The same periodical targeted Wednesday, Charlie Hebdo, had been attacked before. In 2011 its offices were damaged by a firebomb thrown through the window a day after it printed a caricature of the Prophet Muhammad.
Gregory says the re-emergence of the Islamic terror threat may partly be explained by shifting political policy.
“France participated in the stabilization mission in Afghanistan. It began to take an increased role in North Africa and in the instability there in Libya and Morocco. And also of course the operations in Mali in 2012, 2014," he said.
France has western Europe’s largest Muslim population, estimated at around five million.
Gregory says perceived French attitudes and policies towards that Muslim community have contributed to the problem. For example, the banning of full-face veils in public and headscarves in state schools.
“At the same time a perception of increased pressure on the Muslim community within France as a result of the French state trying to maintain its insistence on secularism and on the exclusion of religious symbols from the public space," he said. "These things have come together to put France back on the frontline of terrorism in Europe."
According to Interior Ministry figures, nearly 400 French nationals are fighting with jihadist groups in Syria and Iraq, while several hundred more are thought to be preparing to leave.

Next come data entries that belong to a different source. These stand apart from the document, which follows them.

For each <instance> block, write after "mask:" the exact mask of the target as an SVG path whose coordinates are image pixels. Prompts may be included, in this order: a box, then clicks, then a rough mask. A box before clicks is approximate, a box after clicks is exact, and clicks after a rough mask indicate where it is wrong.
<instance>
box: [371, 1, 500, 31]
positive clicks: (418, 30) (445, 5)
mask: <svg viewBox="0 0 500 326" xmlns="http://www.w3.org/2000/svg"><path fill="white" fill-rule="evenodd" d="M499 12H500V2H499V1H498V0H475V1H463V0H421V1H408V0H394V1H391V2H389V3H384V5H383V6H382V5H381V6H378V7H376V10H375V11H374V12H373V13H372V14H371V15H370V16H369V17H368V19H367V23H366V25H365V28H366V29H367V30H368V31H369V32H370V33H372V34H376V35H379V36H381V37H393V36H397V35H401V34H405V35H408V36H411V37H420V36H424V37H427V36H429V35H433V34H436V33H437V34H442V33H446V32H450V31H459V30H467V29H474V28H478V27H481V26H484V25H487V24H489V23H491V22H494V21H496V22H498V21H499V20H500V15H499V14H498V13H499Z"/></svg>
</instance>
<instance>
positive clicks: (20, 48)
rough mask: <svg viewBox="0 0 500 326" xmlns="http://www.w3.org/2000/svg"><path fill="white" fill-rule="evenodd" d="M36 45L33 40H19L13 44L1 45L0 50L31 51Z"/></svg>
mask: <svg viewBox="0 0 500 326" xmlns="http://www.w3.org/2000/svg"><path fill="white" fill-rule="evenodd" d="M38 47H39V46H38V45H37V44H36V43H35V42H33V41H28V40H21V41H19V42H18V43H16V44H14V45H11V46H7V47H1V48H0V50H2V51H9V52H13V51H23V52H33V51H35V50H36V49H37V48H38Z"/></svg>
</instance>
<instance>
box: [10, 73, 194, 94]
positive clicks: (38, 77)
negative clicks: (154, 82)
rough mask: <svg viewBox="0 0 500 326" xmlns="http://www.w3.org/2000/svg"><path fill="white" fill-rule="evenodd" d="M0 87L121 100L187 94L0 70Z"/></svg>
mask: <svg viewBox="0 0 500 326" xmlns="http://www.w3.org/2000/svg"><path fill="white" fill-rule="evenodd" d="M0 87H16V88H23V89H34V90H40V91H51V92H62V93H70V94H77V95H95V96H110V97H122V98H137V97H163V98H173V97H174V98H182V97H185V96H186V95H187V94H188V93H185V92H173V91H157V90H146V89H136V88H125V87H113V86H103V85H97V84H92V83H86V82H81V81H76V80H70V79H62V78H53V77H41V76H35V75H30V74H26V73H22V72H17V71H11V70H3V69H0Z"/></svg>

Around 200 have returned to France, where they are awaiting trial.
Terrorism expert Bill Tupman from Exeter University says the political climate in France is such that the Charlie Hebdo attack will have a major impact on the political and social landscape.
“[In] previous situations the political support for the far-right has been quite low," he said. "At present, like in the rest of Europe, support for the far right, for anti-immigration moves, for anti-multiculturalism, for national identity, is much stronger than it ever has been before in Europe."
He says Wednesday’s killings are likely to boost anti-Muslim sentiment.